New research from the UK government claims that the average cost of a data breach to a large UK enterprise has more than doubled since 2014, underlining the growing impact of cybercrime on the British economy.
Carried out in collaboration with PwC, the 2015 edition of the Department for Business, Innovation and Skills’ Information Security Breaches Survey estimated that major firms incur costs of between £1.45 million and £3.14 million per cyber attack or accidental data disclosure incident.
In the 2014 report, the range was just £600,000 to £1.15 million. Data breaches have also become more frequent since then, with nine out of ten large enterprises (90 per cent) having now fallen victim to such an incident compared with just 81 per cent a year ago.
For small businesses, the outlook is no less grave. The government and PwC said the average cost of a data breach for these organisations now lies between £75,000 and £311,000, up from £65,000 to £115,000 in 2014. Furthermore, some 74 per cent of small businesses have now fallen victim to such incidents themselves – up from 60 per cent last year.

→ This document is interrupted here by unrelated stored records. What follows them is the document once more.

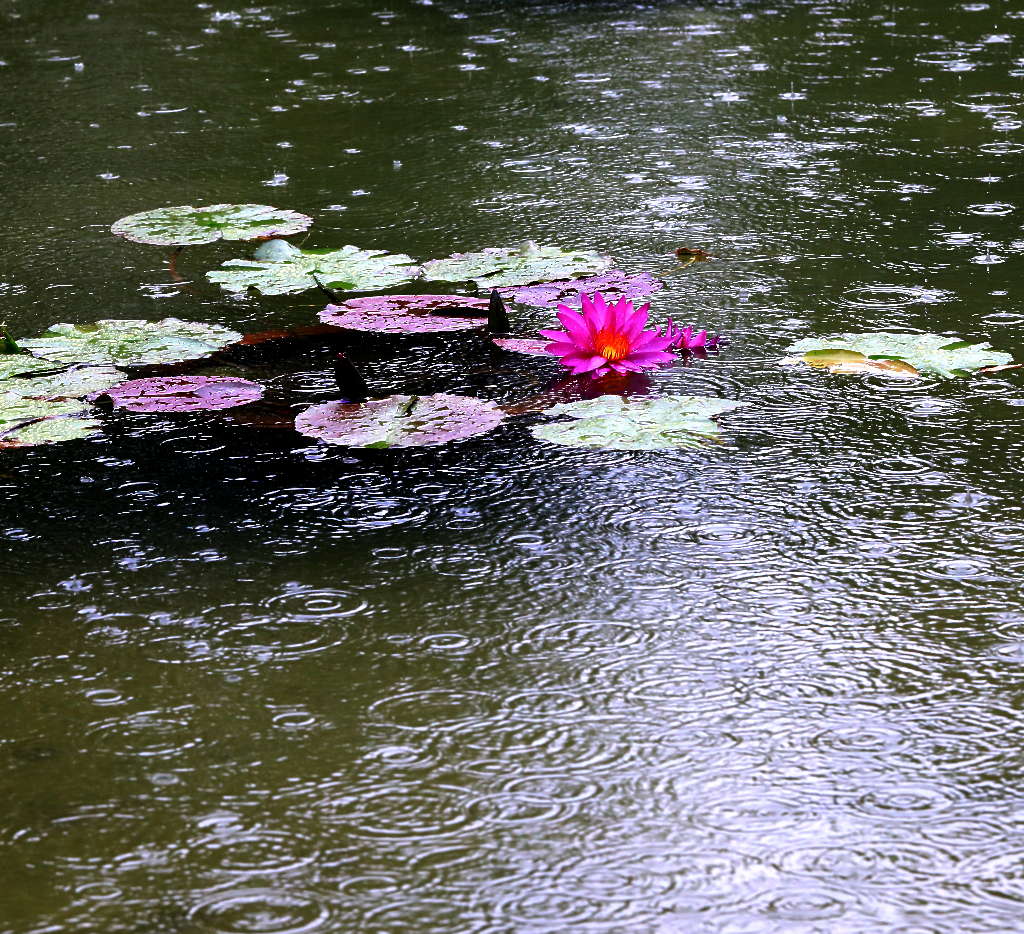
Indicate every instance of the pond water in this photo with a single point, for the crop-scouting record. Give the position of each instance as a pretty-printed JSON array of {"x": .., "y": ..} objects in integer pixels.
[{"x": 252, "y": 685}]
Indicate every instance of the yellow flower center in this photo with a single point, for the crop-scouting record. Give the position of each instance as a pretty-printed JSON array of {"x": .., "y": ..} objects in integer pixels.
[{"x": 611, "y": 345}]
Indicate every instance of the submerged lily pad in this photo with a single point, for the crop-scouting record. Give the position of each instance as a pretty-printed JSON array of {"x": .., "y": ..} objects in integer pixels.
[
  {"x": 349, "y": 269},
  {"x": 898, "y": 354},
  {"x": 27, "y": 421},
  {"x": 407, "y": 313},
  {"x": 131, "y": 343},
  {"x": 612, "y": 285},
  {"x": 184, "y": 393},
  {"x": 184, "y": 225},
  {"x": 615, "y": 423},
  {"x": 400, "y": 421},
  {"x": 497, "y": 267}
]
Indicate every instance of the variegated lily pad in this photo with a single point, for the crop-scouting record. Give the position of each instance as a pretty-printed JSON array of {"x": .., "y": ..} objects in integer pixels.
[
  {"x": 400, "y": 421},
  {"x": 27, "y": 421},
  {"x": 131, "y": 343},
  {"x": 408, "y": 313},
  {"x": 20, "y": 364},
  {"x": 904, "y": 355},
  {"x": 615, "y": 423},
  {"x": 498, "y": 267},
  {"x": 185, "y": 225},
  {"x": 612, "y": 285},
  {"x": 348, "y": 269},
  {"x": 184, "y": 393}
]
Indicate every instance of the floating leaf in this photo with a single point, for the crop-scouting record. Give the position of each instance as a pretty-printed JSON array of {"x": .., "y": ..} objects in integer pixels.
[
  {"x": 851, "y": 362},
  {"x": 879, "y": 351},
  {"x": 614, "y": 423},
  {"x": 76, "y": 382},
  {"x": 349, "y": 269},
  {"x": 407, "y": 313},
  {"x": 17, "y": 364},
  {"x": 184, "y": 393},
  {"x": 275, "y": 251},
  {"x": 185, "y": 225},
  {"x": 528, "y": 345},
  {"x": 400, "y": 421},
  {"x": 131, "y": 343},
  {"x": 612, "y": 285},
  {"x": 30, "y": 421},
  {"x": 497, "y": 267}
]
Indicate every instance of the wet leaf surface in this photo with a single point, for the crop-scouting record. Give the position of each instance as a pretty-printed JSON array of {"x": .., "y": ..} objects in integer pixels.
[
  {"x": 25, "y": 421},
  {"x": 408, "y": 313},
  {"x": 898, "y": 354},
  {"x": 497, "y": 266},
  {"x": 348, "y": 269},
  {"x": 612, "y": 285},
  {"x": 184, "y": 393},
  {"x": 131, "y": 343},
  {"x": 17, "y": 364},
  {"x": 184, "y": 225},
  {"x": 615, "y": 423},
  {"x": 400, "y": 421}
]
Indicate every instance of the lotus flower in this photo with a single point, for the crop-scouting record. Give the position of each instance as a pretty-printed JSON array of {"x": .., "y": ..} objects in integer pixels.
[
  {"x": 607, "y": 338},
  {"x": 685, "y": 339}
]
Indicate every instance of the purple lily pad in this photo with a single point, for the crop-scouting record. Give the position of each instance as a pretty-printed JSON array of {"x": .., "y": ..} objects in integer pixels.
[
  {"x": 529, "y": 345},
  {"x": 407, "y": 313},
  {"x": 183, "y": 393},
  {"x": 612, "y": 285},
  {"x": 399, "y": 421}
]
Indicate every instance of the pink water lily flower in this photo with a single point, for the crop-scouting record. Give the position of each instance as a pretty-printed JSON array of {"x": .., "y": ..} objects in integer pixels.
[
  {"x": 607, "y": 338},
  {"x": 685, "y": 339}
]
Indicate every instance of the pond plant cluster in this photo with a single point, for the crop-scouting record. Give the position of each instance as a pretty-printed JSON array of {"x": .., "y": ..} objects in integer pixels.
[{"x": 54, "y": 387}]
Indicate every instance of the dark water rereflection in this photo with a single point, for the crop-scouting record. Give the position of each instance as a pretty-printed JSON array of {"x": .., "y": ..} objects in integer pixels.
[{"x": 770, "y": 687}]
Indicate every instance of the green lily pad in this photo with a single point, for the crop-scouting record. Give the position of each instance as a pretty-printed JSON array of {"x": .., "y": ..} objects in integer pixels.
[
  {"x": 501, "y": 267},
  {"x": 131, "y": 343},
  {"x": 17, "y": 364},
  {"x": 29, "y": 421},
  {"x": 400, "y": 421},
  {"x": 76, "y": 382},
  {"x": 186, "y": 226},
  {"x": 898, "y": 354},
  {"x": 348, "y": 269},
  {"x": 615, "y": 423}
]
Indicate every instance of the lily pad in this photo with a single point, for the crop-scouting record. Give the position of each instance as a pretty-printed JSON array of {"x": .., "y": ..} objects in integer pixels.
[
  {"x": 497, "y": 267},
  {"x": 528, "y": 345},
  {"x": 349, "y": 269},
  {"x": 184, "y": 393},
  {"x": 407, "y": 313},
  {"x": 615, "y": 423},
  {"x": 25, "y": 422},
  {"x": 18, "y": 364},
  {"x": 70, "y": 383},
  {"x": 898, "y": 354},
  {"x": 185, "y": 225},
  {"x": 131, "y": 343},
  {"x": 400, "y": 421},
  {"x": 612, "y": 285}
]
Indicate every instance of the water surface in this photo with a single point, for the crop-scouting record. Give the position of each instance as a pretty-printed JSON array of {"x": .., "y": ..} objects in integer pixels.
[{"x": 774, "y": 686}]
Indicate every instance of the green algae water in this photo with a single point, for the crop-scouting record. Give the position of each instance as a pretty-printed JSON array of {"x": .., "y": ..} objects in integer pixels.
[{"x": 251, "y": 684}]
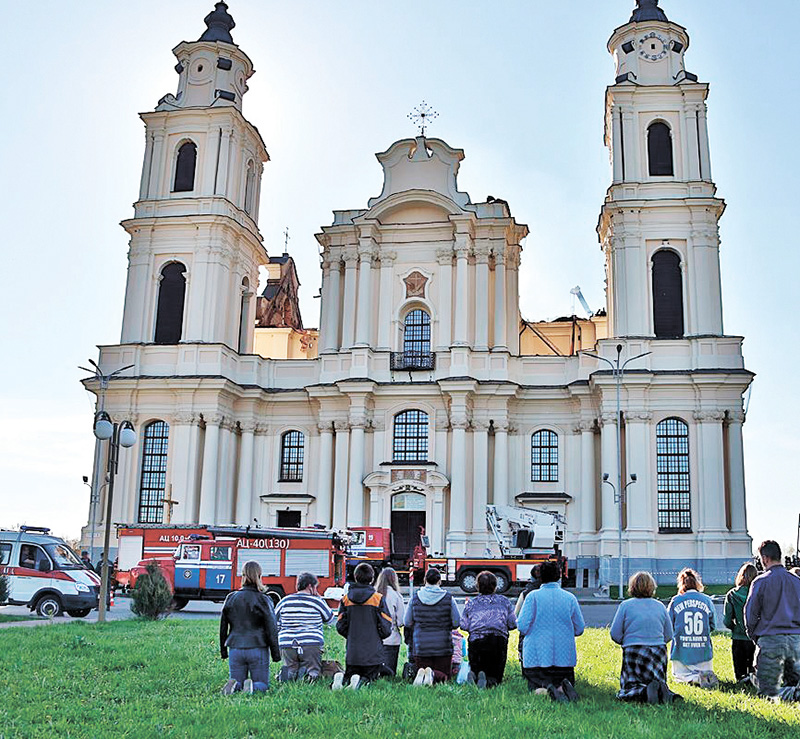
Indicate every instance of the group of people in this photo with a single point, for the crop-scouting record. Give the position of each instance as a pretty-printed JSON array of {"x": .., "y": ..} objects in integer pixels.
[{"x": 762, "y": 612}]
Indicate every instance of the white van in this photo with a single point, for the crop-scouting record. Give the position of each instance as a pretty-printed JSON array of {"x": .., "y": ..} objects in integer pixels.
[{"x": 45, "y": 574}]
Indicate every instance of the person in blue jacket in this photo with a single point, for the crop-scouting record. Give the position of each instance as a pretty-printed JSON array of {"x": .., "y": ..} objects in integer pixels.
[{"x": 693, "y": 619}]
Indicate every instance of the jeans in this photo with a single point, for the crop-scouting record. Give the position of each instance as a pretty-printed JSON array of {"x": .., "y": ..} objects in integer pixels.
[
  {"x": 254, "y": 661},
  {"x": 778, "y": 656}
]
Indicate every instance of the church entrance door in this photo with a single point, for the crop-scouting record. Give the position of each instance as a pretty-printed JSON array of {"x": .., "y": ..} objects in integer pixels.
[{"x": 408, "y": 516}]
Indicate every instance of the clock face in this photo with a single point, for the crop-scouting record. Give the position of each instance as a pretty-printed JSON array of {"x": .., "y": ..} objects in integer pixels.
[{"x": 653, "y": 47}]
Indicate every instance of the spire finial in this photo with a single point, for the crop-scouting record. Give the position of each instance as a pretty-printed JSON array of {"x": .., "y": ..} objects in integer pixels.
[
  {"x": 648, "y": 10},
  {"x": 219, "y": 25}
]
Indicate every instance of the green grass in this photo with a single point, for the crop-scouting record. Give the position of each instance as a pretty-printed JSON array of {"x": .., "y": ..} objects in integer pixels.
[{"x": 140, "y": 679}]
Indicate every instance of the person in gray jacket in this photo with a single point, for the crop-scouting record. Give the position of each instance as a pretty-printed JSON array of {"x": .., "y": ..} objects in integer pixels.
[{"x": 432, "y": 614}]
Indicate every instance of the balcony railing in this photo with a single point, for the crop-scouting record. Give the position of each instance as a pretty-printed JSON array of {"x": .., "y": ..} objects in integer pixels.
[{"x": 412, "y": 361}]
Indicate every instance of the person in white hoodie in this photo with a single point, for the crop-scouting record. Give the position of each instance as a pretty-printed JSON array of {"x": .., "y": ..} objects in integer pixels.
[{"x": 389, "y": 588}]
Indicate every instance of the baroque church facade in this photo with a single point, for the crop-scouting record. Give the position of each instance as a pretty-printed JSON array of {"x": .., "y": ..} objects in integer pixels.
[{"x": 425, "y": 395}]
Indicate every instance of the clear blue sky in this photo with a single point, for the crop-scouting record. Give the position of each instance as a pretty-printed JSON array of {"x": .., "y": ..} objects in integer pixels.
[{"x": 519, "y": 86}]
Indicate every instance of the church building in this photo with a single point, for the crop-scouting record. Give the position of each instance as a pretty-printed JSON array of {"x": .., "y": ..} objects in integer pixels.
[{"x": 425, "y": 395}]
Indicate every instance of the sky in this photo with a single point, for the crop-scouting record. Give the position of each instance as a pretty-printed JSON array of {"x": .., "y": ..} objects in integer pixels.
[{"x": 519, "y": 85}]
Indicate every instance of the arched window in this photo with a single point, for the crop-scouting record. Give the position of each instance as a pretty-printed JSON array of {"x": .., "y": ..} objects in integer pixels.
[
  {"x": 659, "y": 150},
  {"x": 672, "y": 467},
  {"x": 667, "y": 295},
  {"x": 250, "y": 188},
  {"x": 410, "y": 440},
  {"x": 153, "y": 481},
  {"x": 417, "y": 333},
  {"x": 171, "y": 297},
  {"x": 185, "y": 167},
  {"x": 292, "y": 448},
  {"x": 544, "y": 456}
]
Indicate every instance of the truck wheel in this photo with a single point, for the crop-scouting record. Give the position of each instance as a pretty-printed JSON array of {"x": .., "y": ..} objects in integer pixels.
[
  {"x": 79, "y": 612},
  {"x": 468, "y": 581},
  {"x": 178, "y": 603},
  {"x": 502, "y": 582},
  {"x": 49, "y": 606}
]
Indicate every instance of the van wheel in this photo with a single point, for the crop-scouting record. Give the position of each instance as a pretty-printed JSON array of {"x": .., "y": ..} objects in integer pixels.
[{"x": 49, "y": 606}]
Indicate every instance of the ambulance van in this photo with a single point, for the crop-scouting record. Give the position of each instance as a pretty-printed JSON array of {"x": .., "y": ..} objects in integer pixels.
[{"x": 45, "y": 574}]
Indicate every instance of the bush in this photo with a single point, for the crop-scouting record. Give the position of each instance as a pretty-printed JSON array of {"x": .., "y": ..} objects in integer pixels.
[{"x": 151, "y": 596}]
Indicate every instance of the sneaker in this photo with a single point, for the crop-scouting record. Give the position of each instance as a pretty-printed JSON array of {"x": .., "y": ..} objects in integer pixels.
[{"x": 569, "y": 691}]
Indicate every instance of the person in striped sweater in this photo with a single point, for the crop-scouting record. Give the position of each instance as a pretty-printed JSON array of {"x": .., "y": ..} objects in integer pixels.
[{"x": 301, "y": 616}]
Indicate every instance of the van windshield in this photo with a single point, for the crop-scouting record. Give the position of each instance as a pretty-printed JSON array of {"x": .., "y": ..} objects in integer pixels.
[{"x": 63, "y": 557}]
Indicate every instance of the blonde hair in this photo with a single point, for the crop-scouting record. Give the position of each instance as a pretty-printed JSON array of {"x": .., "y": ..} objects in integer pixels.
[
  {"x": 689, "y": 579},
  {"x": 642, "y": 585},
  {"x": 251, "y": 575},
  {"x": 747, "y": 573}
]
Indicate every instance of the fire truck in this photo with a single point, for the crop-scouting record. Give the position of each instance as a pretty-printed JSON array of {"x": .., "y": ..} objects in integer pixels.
[
  {"x": 525, "y": 537},
  {"x": 207, "y": 566}
]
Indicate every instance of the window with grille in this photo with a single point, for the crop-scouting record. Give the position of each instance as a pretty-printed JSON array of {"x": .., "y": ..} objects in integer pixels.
[
  {"x": 153, "y": 481},
  {"x": 410, "y": 437},
  {"x": 417, "y": 333},
  {"x": 672, "y": 466},
  {"x": 544, "y": 456},
  {"x": 292, "y": 444}
]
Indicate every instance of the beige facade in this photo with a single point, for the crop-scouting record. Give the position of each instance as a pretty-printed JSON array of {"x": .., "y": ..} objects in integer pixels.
[{"x": 430, "y": 397}]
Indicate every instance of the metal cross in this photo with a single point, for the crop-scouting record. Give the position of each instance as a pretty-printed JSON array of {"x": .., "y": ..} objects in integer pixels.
[{"x": 421, "y": 116}]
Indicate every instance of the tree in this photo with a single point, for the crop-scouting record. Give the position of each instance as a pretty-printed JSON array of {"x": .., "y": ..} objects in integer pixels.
[{"x": 151, "y": 596}]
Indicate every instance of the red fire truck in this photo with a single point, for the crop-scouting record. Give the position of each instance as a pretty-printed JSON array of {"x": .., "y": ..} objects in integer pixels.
[{"x": 208, "y": 566}]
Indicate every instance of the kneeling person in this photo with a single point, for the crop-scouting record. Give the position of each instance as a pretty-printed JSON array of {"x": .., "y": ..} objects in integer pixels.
[{"x": 300, "y": 619}]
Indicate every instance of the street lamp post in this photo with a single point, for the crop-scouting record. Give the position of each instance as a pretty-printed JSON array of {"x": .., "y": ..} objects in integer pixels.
[
  {"x": 118, "y": 435},
  {"x": 617, "y": 370}
]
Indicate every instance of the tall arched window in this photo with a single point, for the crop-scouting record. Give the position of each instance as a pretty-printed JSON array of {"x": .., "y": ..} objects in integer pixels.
[
  {"x": 292, "y": 449},
  {"x": 185, "y": 167},
  {"x": 417, "y": 333},
  {"x": 672, "y": 467},
  {"x": 153, "y": 480},
  {"x": 410, "y": 439},
  {"x": 667, "y": 295},
  {"x": 544, "y": 456},
  {"x": 250, "y": 188},
  {"x": 171, "y": 297},
  {"x": 659, "y": 150}
]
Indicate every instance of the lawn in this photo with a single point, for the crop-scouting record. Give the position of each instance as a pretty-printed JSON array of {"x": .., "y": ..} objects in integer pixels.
[{"x": 139, "y": 679}]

The rising costs show how over time, data breaches have become more disruptive to their target, incurring losses as a result of both reputational damage and the difficulty of recovering key data and returning to work.
Digital economy minister Ed Vaizey commented: “The UK’s digital economy is strong and growing, which is why British businesses remain an attractive target for cyber-attack and the cost is rising dramatically.
“Businesses that take this threat seriously are not only protecting themselves and their customers’ data, but securing a competitive advantage.”